Irgendwo kurz hinter Helmstedt, auf dem Radweg neben der B244 Stand ich plötzlich mitten in einer Wildschweinrotte, ich kam gerad so zum Stehen, fühlte mich umzingelt von vielleicht 10-15 riesen Schweinen und bekam leichte Panik. Doch dann tat sich eine kleine Lücke auf und ich konnte mich mit ein paar beherzten Umdrehungen aus der Situation befreien. Puh, das war Angst! Irgendwie hatte sich die Situation angekündigt, da kurz vorher schon Sehr viel Dreck auf dem Weg lag und es am Rand sehr aufgewühlt war.
Hatte ich schon erwähnt, dass der Wind die ganze Zeit von vorne kam? Immer schön aus Süd-Ost das motivierte schon mal für die RückfahrtJ. Ich musste mich immer wieder zwingen ruhiger zu machen, den Puls schön unten halten „Du machst hier ne Tour und kein Rennen“ redete ich mir zu.
Der Nebel war weg, die Sterne waren klar zu sehen und es ging langsam aber stetig immer höher. Gegen 5 Uhr rollte ich in Wernigerode ein, also noch gut zwei Stunden bis zum Sonnenaufgang. Jetzt eine Pause wäre schön, war aber leider nicht drin, also raus aus Wernigerode und rein in die Anfahrt zum Brocken. Drei-Annen Hohne, Bahnhof, Schierke am Bäcker vorbei (oh nein) und die letzten 10 Kilometer bis zum Gipfel, es wurde langsam hell und die null Grad waren nicht zu spüren.
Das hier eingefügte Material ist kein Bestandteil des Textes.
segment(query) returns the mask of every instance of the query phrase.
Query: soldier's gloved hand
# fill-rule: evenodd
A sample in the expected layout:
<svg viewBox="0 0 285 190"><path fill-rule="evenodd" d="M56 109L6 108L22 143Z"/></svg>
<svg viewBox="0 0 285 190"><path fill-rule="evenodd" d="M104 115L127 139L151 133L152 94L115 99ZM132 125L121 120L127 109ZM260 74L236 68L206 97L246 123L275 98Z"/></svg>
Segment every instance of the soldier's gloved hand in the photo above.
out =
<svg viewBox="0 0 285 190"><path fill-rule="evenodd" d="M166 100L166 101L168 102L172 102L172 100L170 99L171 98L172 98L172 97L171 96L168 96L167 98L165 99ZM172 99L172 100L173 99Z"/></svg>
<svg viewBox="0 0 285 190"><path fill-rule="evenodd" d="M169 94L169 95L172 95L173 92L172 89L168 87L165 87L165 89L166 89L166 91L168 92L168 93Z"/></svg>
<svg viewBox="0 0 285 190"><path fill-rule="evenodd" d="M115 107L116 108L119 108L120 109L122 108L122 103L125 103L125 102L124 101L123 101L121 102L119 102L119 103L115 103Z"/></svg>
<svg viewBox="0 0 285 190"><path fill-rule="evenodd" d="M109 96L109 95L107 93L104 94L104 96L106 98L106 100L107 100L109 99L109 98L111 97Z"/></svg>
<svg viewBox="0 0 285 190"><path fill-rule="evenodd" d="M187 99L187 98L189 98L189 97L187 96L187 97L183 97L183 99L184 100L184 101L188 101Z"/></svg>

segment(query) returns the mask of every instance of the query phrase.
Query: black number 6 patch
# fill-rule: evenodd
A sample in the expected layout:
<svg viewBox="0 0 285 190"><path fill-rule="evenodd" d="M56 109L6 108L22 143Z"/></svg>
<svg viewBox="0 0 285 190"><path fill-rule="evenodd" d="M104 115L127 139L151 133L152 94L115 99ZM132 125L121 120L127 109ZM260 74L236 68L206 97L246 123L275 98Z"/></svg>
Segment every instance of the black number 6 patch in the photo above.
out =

 6:45 Uhr „Halfway Point“ ich war oben auf dem Brocken und das nicht als einziger, ein freundliches Guten Morgen, Daunenjacke drüber, das Rad an den Stein gelehnt um das Brocken Foto zu machen und freuen.


Die klare Sicht versprach einen grandiosen Sonnenaufgang, genauso habe ich mir das gewünscht. 10 Minuten nichts machen, einfach nur freuen. Ich hatte von zu Hause ein Mon Cheri als Wegzehrung mit bekommen, den konnte ich hier oben so richtig genießen.




Nach dem die Fotos in der Tasche bzw. im Handy waren rollte ich wieder runter und da war er, mein Lieblingsbäcker am Brocken. Ich wurde nett begrüßt und nach dem obligatorischen Frage und Antwortspiel „wo kommst Du her, wo willst Du hin“  war kurz Ruhe im Laden. Eine nette Dame sagte dann gleich das sie mich heute Morgen im Dunkeln schon gesehen hat und sie fand es toll wie gut ich zu sehen war, hat sich mein Christbaumschmuck scheinbar bewährt J.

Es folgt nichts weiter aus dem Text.